Are projective modules over an artinian ring free?

Question

Quoting a comment to this question:

By a theorem of Serre, if $R$ is a commutative artinian ring, every projective module [over $R$] is free. (The theorem states that for any commutative noetherian ring $R$ and projective module $P$ [over $R$], if $\operatorname{rank}(P) > \dim(R)$, then there exists a projective [$R$-module] $Q$ with $\operatorname{rank}(Q)=\dim(R)$ such that $P\cong R^k \oplus Q$ where $k=\operatorname{rank}(P)−\dim(R)$.)

When $R$ is a PID, this is in Lang's Algebra (Section III.7), and when $R$ is local this is a famous theorem of Kaplansky. But in spite of a reasonable effort, I can't seem to find any other reference to this theorem of Serre. Does anyone know of one? Is there any other way to show that every projective module over an artinian ring is free?

Answer 1

Let $R$ be any commutative ring whose projective modules are all free, and let $e\notin \{0,1\}$ be an idempotent of $R$.

Then $eR$ and $(1-e)R$ are both projective, hence free of some rank 1 or more, and $eR\oplus(1-e)R=R$, so that we have $R^n\cong R$ as $R$ module for some natural number $n\geq 2$. This is absurd since commutative rings have IBN.

This shows that $R$ cannot have any nontrivial idempotents.

Since an Artinian ring without nontrivial idempotents is local, you can see now the dramatic failure of Artinian rings to have the "projective implies free" property, except in the "good" local case.

Answer 2

Sorry to show up late to this party, but you were quoting my comment and somehow I missed it.

Yes, a condition was overlooked: we must presume that $P$ has constant rank, alternatively, $\operatorname{Spec}(A)$ is connected, or $A$ has no non-trivial idempotents, etc.

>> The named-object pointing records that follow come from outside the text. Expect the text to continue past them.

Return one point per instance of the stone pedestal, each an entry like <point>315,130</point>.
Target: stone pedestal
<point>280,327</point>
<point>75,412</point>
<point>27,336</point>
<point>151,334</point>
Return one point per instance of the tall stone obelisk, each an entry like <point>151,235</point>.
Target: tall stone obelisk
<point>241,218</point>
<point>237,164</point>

This result is Serre's Splitting Theorem which states that a projective $A$-module, $P$, of constant rank $r \geq d+1$ where $d=\dim(A)$ must contain a unimodular element (SST) [not to be left out: $P$ will also be cancellative under this condition (Bass's Cancellation Theorem)].

$P$ containing a unimodular element $p \in P$ is equivalent to a surjection $P \twoheadrightarrow A$, giving us kernel $Q$ (which will also be projective), and because the surjection splits we have $P \simeq A \oplus Q$. Repeat this splitting until the rank of the resulting kernel matches the dimension of $A$.

As a result, projective $A$-modules for which $\operatorname{rank}(P)=\dim(A)$ are called projective modules of top-rank.

For further reference: see T.Y. Lam's Serre's Problem on Projective Modules (esp. p.291-2)